The episode is book-ended by gods. It opens with a very funny sequence set on Mount Olympus, in which Jupiter makes fun of Paul Daniels (whom I used to like a lot, but in my defense I was very young at the time) and we see that Venus, much like Eleanor of Tsort, has seen better days. The sequence pays off at the very end, in which the writers get Aulus and Badvok out of trouble using a deus ex machina, in the best known tradition of Greek theatre - Vulcan strikes Aulus' irritating wife down with a lightening bolt he wanted to throw. The deus ex machina plot device has a rather bad reputation in modern drama as a cop-out (much like the 'it was all a dream' ploy used in the previous episode) but by introducing the story from the gods' point of view at the beginning, in this episode the writers are able to both use the Greek dramatic tool and make it seem like it comes less out of the blue, making it more acceptable to modern audiences.

The script also takes in several other genuinely Roman issues. Grasientus and Marcella's father has been dismembered in the emperor's latest purge, and although Hadrian was not particularly known for purges - Tiberius was the purger extraordinaire - it's a genuinely Roman problem. Similarly, Aulus is trapped in what was presumably a political marriage to a woman he can't stand. Divorce was easy in Rome, but not if you still needed whatever political or financial gain you'd wanted from the marriage in the first place. The idea of the ring that gives the wearer power is perhaps less likely, as I don't think Romans would have been more likely than most of us to believe that, but it's not impossible in a Roman context, in which some people at least could be pretty superstitious.

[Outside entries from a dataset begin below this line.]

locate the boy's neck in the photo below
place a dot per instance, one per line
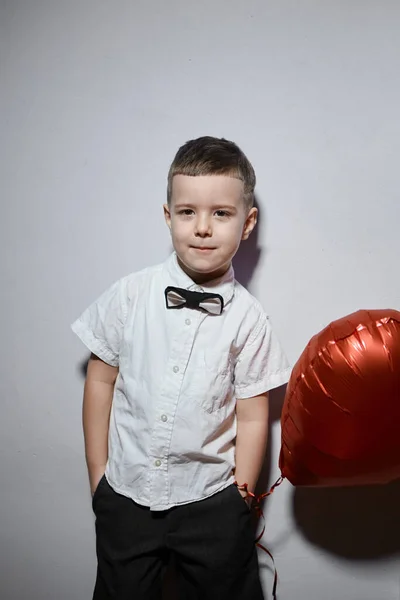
(203, 278)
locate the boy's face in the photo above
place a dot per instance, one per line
(208, 219)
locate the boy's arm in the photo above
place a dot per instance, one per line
(97, 401)
(251, 439)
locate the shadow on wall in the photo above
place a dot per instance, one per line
(248, 255)
(355, 523)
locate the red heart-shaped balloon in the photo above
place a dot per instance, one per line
(341, 415)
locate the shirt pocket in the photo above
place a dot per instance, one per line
(212, 380)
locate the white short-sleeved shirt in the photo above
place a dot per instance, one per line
(173, 426)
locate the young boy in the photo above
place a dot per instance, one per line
(175, 405)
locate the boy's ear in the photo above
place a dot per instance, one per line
(167, 215)
(250, 223)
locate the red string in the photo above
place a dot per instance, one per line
(260, 515)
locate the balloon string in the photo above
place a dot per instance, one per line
(260, 515)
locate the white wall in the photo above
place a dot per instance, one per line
(96, 98)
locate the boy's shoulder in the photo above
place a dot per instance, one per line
(136, 279)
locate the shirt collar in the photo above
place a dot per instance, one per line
(176, 276)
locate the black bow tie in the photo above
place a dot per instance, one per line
(179, 297)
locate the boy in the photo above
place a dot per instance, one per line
(175, 404)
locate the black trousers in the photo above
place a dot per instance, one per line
(211, 542)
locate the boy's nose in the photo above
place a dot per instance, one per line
(203, 227)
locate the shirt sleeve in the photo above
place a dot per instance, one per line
(101, 325)
(261, 364)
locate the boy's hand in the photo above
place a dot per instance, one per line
(248, 499)
(95, 477)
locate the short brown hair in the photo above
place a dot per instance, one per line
(213, 156)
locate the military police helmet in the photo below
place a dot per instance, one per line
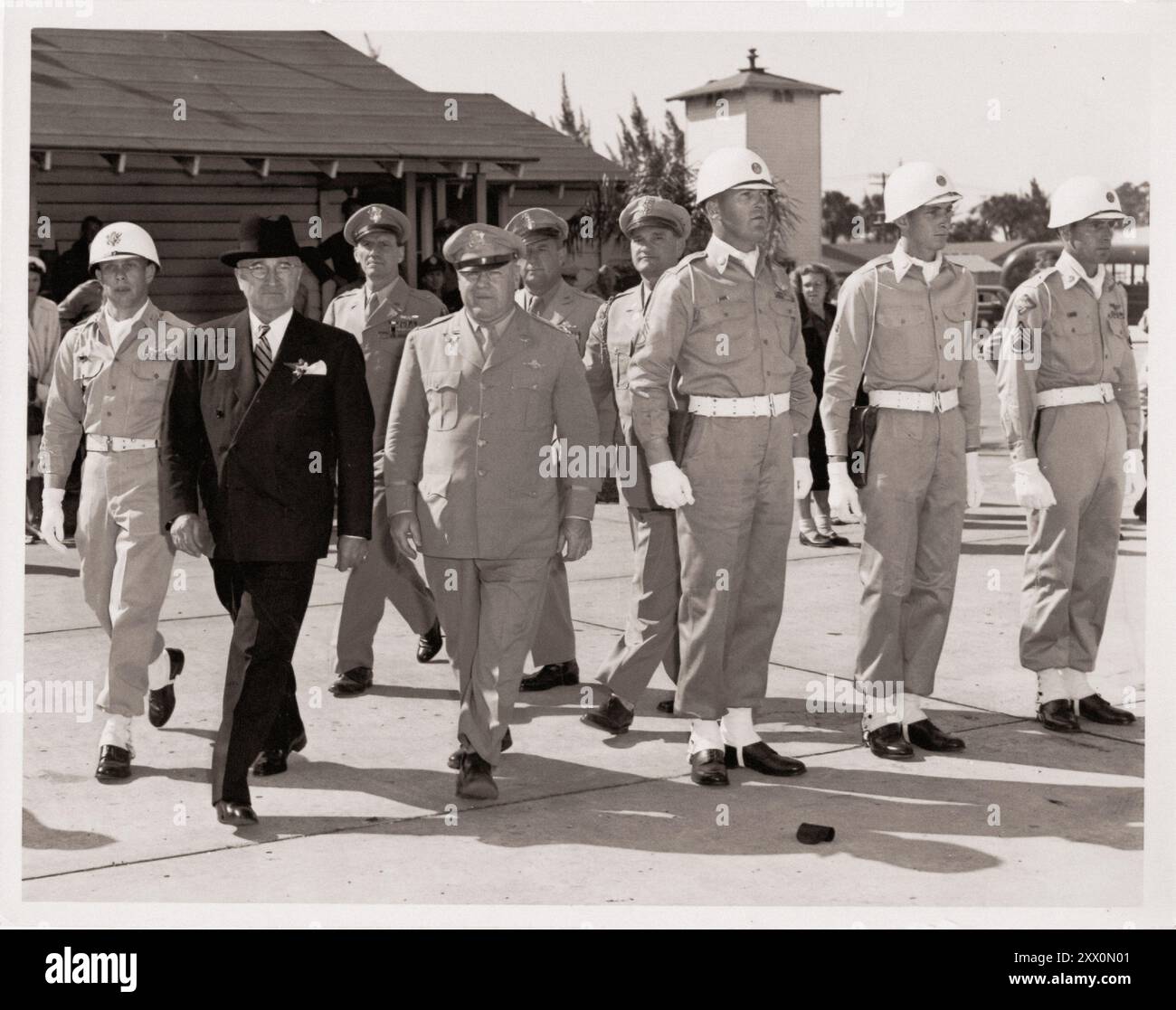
(120, 241)
(1083, 196)
(914, 184)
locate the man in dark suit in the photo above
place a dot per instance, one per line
(260, 443)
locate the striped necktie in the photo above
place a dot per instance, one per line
(262, 356)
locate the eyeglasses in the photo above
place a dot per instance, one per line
(260, 270)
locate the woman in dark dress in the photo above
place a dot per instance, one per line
(815, 286)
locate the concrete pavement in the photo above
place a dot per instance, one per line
(367, 813)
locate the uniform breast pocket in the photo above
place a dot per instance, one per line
(530, 399)
(902, 345)
(441, 391)
(1074, 345)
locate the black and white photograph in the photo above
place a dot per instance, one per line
(591, 466)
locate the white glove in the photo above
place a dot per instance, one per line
(1031, 488)
(842, 494)
(669, 485)
(53, 519)
(1133, 469)
(975, 485)
(802, 477)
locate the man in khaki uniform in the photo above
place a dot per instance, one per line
(380, 314)
(470, 485)
(727, 320)
(901, 333)
(547, 296)
(1070, 408)
(658, 231)
(109, 384)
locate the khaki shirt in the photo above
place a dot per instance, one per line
(728, 334)
(565, 307)
(1076, 339)
(922, 341)
(95, 392)
(469, 435)
(383, 337)
(607, 355)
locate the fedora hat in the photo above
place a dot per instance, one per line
(265, 239)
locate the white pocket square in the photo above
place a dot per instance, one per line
(301, 368)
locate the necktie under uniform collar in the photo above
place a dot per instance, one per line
(1071, 272)
(904, 261)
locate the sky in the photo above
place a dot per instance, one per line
(991, 109)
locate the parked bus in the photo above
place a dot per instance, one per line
(1128, 263)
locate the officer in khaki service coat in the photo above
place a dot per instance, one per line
(470, 486)
(727, 320)
(380, 314)
(1070, 408)
(904, 333)
(547, 296)
(657, 231)
(109, 386)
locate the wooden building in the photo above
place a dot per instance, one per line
(187, 132)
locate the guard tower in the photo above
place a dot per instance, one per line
(777, 118)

This episode also remembers, for the first time since the opening episode, that Aulus is not, in fact, speaking in his own language, and he makes the odd mistake with English. This is mostly to facilitate a joke involving a duck but it's a nice reminder. Aulus pretends to be mad to try to drive his wife away, and although his madness is not quite as funny as Blackadder's in Blackadder Goes Forth, it's pretty good and culminates in first a nice ancient reference (he thinks he's Neptune, which is neatly reminiscent of the really-mad Caligula's war against that god) and then pure surreal genius, as Aulus reveals a remarkable talent for speaking backwards.

Unlike many episodes of Chelmsford 123, this story is actually about making fun of ancient ideas and customs, not modern British ones. There's even a postman in it who escapes without any jokes about getting bitten by dogs or the unreliability of second-class mail. As such, apart from the Paul Daniels joke at the beginning, it's aged pretty well and can still raise a good laugh. Even Blag is less annoying than usual!